[BC] Gaming the FCC process

Mark Humphrey mark3xy at gmail.com
Sat Apr 3 11:56:59 CDT 2010


That's correct.  If you know how to play the "307(b) preference" game
and can show a sufficient margin of new first or second NCE service on
paper, the point factors aren't even considered.

A friend of mine, who is very skilled at this, recently prevailed over
several other applicants in an MX group not far from here by proposing
a 15 dB front-to-back DA which will throw 7500 watts of
vertical-polarized energy (oh, and 1 watt horizontal) directly into
the south face of Blue Mountain which is only 4 miles away.  The
predicted 60 dBu contour covers more "white and gray area" on the back
side of the mountain than the other contenders for the channel, so he
won.  But the population he really hopes to serve is in the mininum of
the pattern.  I expect the multipath from this thing to be horrendous,
but it only needs to stay that way for four years.

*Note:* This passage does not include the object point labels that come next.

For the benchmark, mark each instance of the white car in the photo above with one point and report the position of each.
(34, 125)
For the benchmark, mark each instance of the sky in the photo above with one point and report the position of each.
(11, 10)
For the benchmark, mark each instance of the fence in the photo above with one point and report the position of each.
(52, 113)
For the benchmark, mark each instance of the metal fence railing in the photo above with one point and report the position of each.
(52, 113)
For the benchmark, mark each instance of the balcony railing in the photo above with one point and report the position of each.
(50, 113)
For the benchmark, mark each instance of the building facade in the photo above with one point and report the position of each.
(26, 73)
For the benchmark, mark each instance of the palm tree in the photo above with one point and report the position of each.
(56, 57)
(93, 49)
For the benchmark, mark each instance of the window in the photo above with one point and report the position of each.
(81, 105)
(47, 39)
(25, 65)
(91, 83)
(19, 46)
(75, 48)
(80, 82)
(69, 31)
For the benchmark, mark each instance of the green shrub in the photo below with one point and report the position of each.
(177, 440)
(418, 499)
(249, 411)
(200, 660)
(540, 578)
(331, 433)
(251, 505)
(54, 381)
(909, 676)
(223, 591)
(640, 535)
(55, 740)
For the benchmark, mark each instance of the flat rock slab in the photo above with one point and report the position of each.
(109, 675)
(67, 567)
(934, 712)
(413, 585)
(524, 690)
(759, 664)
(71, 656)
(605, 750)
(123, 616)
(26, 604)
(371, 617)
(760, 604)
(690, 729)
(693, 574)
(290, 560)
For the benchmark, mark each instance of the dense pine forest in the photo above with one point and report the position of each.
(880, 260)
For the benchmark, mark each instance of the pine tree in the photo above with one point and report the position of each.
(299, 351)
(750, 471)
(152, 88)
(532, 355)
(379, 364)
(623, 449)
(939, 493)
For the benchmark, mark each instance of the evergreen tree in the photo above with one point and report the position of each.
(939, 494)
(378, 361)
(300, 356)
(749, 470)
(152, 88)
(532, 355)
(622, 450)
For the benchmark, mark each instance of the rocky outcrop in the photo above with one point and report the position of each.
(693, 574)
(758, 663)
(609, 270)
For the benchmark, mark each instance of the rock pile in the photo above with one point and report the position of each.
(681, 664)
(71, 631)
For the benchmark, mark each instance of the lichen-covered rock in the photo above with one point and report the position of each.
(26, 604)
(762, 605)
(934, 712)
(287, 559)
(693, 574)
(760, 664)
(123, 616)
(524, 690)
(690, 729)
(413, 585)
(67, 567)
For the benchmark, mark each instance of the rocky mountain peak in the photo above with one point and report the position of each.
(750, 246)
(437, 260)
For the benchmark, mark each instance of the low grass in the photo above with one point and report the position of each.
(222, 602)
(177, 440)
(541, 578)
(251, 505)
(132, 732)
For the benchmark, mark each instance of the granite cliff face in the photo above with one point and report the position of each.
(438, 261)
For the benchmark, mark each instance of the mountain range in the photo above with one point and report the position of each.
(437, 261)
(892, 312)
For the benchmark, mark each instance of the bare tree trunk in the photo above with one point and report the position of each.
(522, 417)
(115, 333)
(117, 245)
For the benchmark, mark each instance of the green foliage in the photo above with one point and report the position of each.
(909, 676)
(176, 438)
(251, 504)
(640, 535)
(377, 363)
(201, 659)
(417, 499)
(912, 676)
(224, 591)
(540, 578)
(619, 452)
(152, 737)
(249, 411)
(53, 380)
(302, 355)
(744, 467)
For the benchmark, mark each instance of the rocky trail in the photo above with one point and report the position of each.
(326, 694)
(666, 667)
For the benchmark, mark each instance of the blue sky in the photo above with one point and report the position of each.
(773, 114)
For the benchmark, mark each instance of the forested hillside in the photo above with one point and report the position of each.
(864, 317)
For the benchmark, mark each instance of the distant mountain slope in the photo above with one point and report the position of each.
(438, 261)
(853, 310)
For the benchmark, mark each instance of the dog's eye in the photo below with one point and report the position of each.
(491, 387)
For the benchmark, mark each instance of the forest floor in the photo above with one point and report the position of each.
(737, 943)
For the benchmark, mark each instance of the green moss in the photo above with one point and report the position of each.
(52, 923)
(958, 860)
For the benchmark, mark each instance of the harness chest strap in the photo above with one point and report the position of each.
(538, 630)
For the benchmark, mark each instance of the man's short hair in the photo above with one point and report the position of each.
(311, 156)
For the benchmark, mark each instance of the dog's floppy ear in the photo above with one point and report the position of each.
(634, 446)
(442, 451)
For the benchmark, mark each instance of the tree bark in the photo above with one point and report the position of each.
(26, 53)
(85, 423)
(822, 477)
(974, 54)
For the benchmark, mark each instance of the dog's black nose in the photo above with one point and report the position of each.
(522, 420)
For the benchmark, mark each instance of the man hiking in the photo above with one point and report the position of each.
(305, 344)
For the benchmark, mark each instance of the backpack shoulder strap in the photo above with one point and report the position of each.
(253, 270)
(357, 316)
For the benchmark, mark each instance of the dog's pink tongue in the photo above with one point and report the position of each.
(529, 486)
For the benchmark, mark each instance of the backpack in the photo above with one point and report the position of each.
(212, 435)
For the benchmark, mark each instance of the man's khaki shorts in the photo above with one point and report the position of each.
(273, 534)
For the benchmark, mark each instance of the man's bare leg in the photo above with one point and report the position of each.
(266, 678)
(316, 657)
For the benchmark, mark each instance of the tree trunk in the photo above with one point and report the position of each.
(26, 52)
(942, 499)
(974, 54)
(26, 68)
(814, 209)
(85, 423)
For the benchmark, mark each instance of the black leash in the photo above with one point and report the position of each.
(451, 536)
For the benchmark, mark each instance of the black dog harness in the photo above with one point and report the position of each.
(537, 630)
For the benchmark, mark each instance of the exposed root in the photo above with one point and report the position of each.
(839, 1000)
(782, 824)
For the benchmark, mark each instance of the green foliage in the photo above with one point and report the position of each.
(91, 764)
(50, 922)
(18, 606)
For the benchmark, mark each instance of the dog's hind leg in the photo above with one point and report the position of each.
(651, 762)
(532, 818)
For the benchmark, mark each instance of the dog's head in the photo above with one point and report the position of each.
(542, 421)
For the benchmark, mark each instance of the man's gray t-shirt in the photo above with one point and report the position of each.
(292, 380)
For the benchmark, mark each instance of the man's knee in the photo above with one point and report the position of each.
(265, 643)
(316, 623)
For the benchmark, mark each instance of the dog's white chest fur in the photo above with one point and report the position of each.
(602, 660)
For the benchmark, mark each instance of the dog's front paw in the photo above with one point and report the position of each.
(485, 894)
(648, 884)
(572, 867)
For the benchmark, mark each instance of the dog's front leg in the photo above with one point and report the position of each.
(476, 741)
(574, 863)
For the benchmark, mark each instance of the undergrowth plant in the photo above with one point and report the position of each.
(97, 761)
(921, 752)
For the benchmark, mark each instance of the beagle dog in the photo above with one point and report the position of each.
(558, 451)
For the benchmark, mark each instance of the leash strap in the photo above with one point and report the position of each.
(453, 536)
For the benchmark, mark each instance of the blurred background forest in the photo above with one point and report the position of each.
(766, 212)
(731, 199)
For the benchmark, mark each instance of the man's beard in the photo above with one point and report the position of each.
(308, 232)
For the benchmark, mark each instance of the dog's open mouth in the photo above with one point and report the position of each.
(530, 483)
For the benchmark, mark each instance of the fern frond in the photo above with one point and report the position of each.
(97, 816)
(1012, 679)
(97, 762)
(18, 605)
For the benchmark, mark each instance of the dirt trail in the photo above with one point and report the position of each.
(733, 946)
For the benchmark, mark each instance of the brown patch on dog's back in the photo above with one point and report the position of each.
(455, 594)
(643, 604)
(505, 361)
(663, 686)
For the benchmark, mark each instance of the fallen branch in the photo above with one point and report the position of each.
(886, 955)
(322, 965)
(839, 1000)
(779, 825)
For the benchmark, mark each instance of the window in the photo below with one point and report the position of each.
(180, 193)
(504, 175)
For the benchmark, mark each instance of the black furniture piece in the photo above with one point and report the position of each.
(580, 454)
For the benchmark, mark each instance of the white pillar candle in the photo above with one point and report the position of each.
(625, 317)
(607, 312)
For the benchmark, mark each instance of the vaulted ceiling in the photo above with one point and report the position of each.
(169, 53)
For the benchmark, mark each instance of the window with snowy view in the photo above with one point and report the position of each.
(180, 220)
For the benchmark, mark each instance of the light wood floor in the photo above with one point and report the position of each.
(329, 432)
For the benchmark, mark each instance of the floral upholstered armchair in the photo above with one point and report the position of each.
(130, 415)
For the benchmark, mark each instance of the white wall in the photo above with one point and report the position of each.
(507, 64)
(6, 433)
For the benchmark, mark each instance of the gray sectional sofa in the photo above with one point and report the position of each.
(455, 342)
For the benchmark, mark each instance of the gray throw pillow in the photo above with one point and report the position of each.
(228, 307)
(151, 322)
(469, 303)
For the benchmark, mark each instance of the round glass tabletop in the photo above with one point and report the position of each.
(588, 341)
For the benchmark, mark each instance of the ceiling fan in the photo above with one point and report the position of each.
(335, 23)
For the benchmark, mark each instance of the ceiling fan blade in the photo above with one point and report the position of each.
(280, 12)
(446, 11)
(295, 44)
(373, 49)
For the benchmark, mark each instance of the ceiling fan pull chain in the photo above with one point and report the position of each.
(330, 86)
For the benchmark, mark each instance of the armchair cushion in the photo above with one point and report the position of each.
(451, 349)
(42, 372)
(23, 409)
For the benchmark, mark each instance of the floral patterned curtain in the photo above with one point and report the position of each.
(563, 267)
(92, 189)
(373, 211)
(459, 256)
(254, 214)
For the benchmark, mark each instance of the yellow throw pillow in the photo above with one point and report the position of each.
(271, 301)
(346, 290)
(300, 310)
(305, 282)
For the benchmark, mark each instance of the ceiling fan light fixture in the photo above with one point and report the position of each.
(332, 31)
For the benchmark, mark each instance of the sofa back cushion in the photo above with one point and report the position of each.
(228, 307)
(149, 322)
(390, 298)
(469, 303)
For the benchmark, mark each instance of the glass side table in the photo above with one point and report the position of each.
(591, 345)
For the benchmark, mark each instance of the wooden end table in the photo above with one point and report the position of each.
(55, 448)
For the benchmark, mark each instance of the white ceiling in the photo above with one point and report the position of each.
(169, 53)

As Dana would say, this is *so* FCC, but if you don't take advantage
of all the legal tricks, you'll usually come out the loser.

Mark

On Sat, Apr 3, 2010 at 9:55 AM, Urban, Brian L <burban at kut.org> wrote:
> EXCEPT if you look at the CP awards coming out of the Commission from the 2007 window, you'll find that number of licenses and pending applications is the LAST thing looked at in awarding MX applications.  Most CPs are awarded long before the number of licenses becomes a factor.